Part I · Chapter 005

Data Exfiltration Concepts

Inference pipelines as covert channels -- how model outputs can carry hidden information.

Status Draft -- for peer review Updated 2026-03-21

In traditional cybersecurity, data exfiltration is the unauthorized transfer of data from a system to an adversary-controlled destination. The techniques are well-understood: DNS tunneling, steganography in images, covert channels in protocol headers, encoding data in timing patterns. The defenses are also well-understood: network monitoring, data loss prevention (DLP), egress filtering. Security teams have decades of experience detecting and preventing exfiltration through network-based channels.

LLMs break this model. When a language model processes a query that includes sensitive data — whether from a user prompt, a RAG-retrieved document, or a tool call result — it has that data in its context window.
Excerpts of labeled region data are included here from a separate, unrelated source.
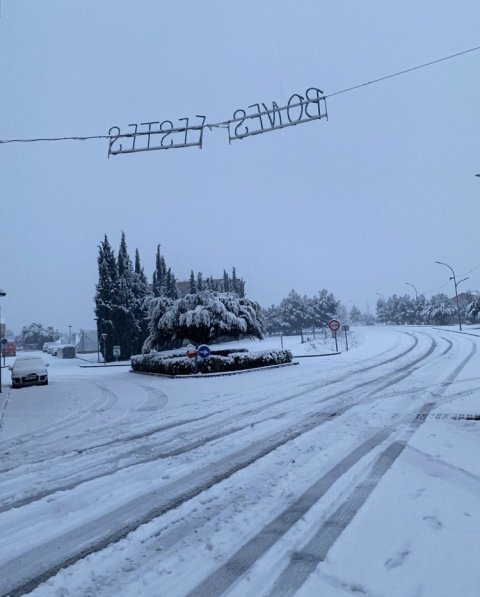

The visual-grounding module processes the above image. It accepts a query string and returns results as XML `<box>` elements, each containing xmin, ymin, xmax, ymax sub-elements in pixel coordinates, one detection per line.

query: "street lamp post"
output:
<box><xmin>100</xmin><ymin>332</ymin><xmax>108</xmax><ymax>365</ymax></box>
<box><xmin>405</xmin><ymin>282</ymin><xmax>418</xmax><ymax>324</ymax></box>
<box><xmin>95</xmin><ymin>317</ymin><xmax>100</xmax><ymax>363</ymax></box>
<box><xmin>0</xmin><ymin>289</ymin><xmax>7</xmax><ymax>394</ymax></box>
<box><xmin>435</xmin><ymin>261</ymin><xmax>468</xmax><ymax>331</ymax></box>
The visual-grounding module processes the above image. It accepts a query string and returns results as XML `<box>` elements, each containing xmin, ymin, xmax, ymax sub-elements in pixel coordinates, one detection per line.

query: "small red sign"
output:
<box><xmin>327</xmin><ymin>319</ymin><xmax>340</xmax><ymax>332</ymax></box>
<box><xmin>187</xmin><ymin>344</ymin><xmax>197</xmax><ymax>359</ymax></box>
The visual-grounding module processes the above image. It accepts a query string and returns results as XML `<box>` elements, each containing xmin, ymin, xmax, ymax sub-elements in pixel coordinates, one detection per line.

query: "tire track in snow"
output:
<box><xmin>188</xmin><ymin>332</ymin><xmax>476</xmax><ymax>597</ymax></box>
<box><xmin>269</xmin><ymin>342</ymin><xmax>477</xmax><ymax>597</ymax></box>
<box><xmin>0</xmin><ymin>330</ymin><xmax>436</xmax><ymax>513</ymax></box>
<box><xmin>0</xmin><ymin>332</ymin><xmax>454</xmax><ymax>597</ymax></box>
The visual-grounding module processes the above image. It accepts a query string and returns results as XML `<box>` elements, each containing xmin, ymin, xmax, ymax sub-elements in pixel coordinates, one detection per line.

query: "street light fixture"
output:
<box><xmin>0</xmin><ymin>289</ymin><xmax>7</xmax><ymax>394</ymax></box>
<box><xmin>435</xmin><ymin>261</ymin><xmax>468</xmax><ymax>331</ymax></box>
<box><xmin>405</xmin><ymin>282</ymin><xmax>418</xmax><ymax>324</ymax></box>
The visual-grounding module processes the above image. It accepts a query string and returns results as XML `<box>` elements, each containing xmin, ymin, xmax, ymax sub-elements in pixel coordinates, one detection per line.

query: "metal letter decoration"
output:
<box><xmin>228</xmin><ymin>87</ymin><xmax>328</xmax><ymax>142</ymax></box>
<box><xmin>108</xmin><ymin>87</ymin><xmax>328</xmax><ymax>157</ymax></box>
<box><xmin>108</xmin><ymin>114</ymin><xmax>206</xmax><ymax>157</ymax></box>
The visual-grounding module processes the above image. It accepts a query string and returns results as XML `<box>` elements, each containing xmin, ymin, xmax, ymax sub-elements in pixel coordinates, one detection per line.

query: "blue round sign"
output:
<box><xmin>197</xmin><ymin>344</ymin><xmax>210</xmax><ymax>359</ymax></box>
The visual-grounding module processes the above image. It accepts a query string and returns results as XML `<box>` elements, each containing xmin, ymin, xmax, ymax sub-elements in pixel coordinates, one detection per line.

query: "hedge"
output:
<box><xmin>131</xmin><ymin>349</ymin><xmax>293</xmax><ymax>375</ymax></box>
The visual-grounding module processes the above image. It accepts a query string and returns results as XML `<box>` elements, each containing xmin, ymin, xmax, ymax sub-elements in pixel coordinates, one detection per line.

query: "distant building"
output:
<box><xmin>75</xmin><ymin>330</ymin><xmax>98</xmax><ymax>353</ymax></box>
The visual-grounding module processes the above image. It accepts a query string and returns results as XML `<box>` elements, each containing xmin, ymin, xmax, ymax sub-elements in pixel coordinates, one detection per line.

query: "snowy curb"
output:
<box><xmin>293</xmin><ymin>352</ymin><xmax>342</xmax><ymax>359</ymax></box>
<box><xmin>79</xmin><ymin>363</ymin><xmax>130</xmax><ymax>369</ymax></box>
<box><xmin>130</xmin><ymin>363</ymin><xmax>300</xmax><ymax>379</ymax></box>
<box><xmin>432</xmin><ymin>328</ymin><xmax>480</xmax><ymax>338</ymax></box>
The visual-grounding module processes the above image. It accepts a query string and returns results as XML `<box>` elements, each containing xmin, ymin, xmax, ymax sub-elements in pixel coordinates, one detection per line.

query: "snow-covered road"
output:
<box><xmin>0</xmin><ymin>328</ymin><xmax>480</xmax><ymax>597</ymax></box>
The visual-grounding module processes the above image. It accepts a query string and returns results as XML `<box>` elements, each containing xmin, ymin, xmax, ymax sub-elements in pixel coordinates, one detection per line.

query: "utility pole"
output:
<box><xmin>435</xmin><ymin>261</ymin><xmax>468</xmax><ymax>331</ymax></box>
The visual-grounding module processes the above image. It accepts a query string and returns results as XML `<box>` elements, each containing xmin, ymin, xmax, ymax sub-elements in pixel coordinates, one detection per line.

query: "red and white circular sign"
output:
<box><xmin>327</xmin><ymin>319</ymin><xmax>340</xmax><ymax>332</ymax></box>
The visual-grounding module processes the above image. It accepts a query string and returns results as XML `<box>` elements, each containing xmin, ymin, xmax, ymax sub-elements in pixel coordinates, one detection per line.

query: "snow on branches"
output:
<box><xmin>143</xmin><ymin>290</ymin><xmax>265</xmax><ymax>352</ymax></box>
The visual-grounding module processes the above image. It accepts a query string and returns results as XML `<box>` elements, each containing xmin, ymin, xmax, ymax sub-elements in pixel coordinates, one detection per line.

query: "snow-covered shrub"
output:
<box><xmin>143</xmin><ymin>290</ymin><xmax>264</xmax><ymax>352</ymax></box>
<box><xmin>131</xmin><ymin>349</ymin><xmax>293</xmax><ymax>375</ymax></box>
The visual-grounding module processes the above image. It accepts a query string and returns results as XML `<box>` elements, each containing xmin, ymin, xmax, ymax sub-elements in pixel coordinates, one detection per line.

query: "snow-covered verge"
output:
<box><xmin>0</xmin><ymin>327</ymin><xmax>480</xmax><ymax>597</ymax></box>
<box><xmin>131</xmin><ymin>350</ymin><xmax>293</xmax><ymax>376</ymax></box>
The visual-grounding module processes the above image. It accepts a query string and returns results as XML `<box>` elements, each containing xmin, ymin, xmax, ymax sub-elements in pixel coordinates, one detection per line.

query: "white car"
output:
<box><xmin>9</xmin><ymin>356</ymin><xmax>48</xmax><ymax>388</ymax></box>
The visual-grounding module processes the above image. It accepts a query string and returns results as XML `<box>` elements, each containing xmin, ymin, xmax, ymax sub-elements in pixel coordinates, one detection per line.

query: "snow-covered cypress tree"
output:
<box><xmin>94</xmin><ymin>235</ymin><xmax>118</xmax><ymax>360</ymax></box>
<box><xmin>132</xmin><ymin>249</ymin><xmax>152</xmax><ymax>354</ymax></box>
<box><xmin>223</xmin><ymin>270</ymin><xmax>231</xmax><ymax>292</ymax></box>
<box><xmin>114</xmin><ymin>232</ymin><xmax>137</xmax><ymax>360</ymax></box>
<box><xmin>188</xmin><ymin>269</ymin><xmax>197</xmax><ymax>294</ymax></box>
<box><xmin>152</xmin><ymin>245</ymin><xmax>166</xmax><ymax>296</ymax></box>
<box><xmin>144</xmin><ymin>291</ymin><xmax>265</xmax><ymax>350</ymax></box>
<box><xmin>165</xmin><ymin>267</ymin><xmax>178</xmax><ymax>300</ymax></box>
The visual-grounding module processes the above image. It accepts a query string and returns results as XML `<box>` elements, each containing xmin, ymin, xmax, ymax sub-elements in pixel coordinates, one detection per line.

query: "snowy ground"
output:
<box><xmin>0</xmin><ymin>327</ymin><xmax>480</xmax><ymax>597</ymax></box>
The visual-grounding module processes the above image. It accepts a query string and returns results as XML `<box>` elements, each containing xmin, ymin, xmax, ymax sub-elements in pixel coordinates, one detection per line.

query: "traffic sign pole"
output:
<box><xmin>327</xmin><ymin>319</ymin><xmax>340</xmax><ymax>352</ymax></box>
The model does not need a network connection to exfiltrate it. It does not need to write it to disk or establish a covert channel through a firewall. It can encode data in the text it generates. Every output token is a choice from a vocabulary of tens of thousands of options, and at every generation step, many of those options are approximately equally plausible. This surplus of valid choices is the channel: a model can select tokens that subtly encode information without producing text that looks anomalous to a human reader or a naive output filter.

This is the fundamental insight of this chapter: the model itself is the potential exfiltration agent, and its normal output channel is the exfiltration vector. Air-gapping the model from the network does not solve the problem if the model’s outputs leave the air gap — which they must, because the outputs are the entire point of running the model.

This chapter provides the conceptual bridge between traditional exfiltration (which security readers already understand) and the LLM-specific vectors analyzed in Chapter 102’s data exfiltration section and Chapter 104’s scenario walkthroughs. Understanding both the traditional and LLM-specific mechanics is necessary to evaluate the mitigations discussed in Chapter 103.

Traditional Exfiltration: Channels, Encoding, and Detection

This section reviews the exfiltration techniques that security professionals already know, framing them as a foundation for comparison. It covers common channels (network protocols, DNS, HTTP headers, steganography in media files), encoding methods (base64, binary-to-text, protocol abuse), and detection approaches (traffic analysis, behavioral anomaly detection, DLP systems). The purpose is not to teach exfiltration to security readers — they know it — but to establish the vocabulary and threat model that will be extended to LLM-specific vectors in the sections that follow.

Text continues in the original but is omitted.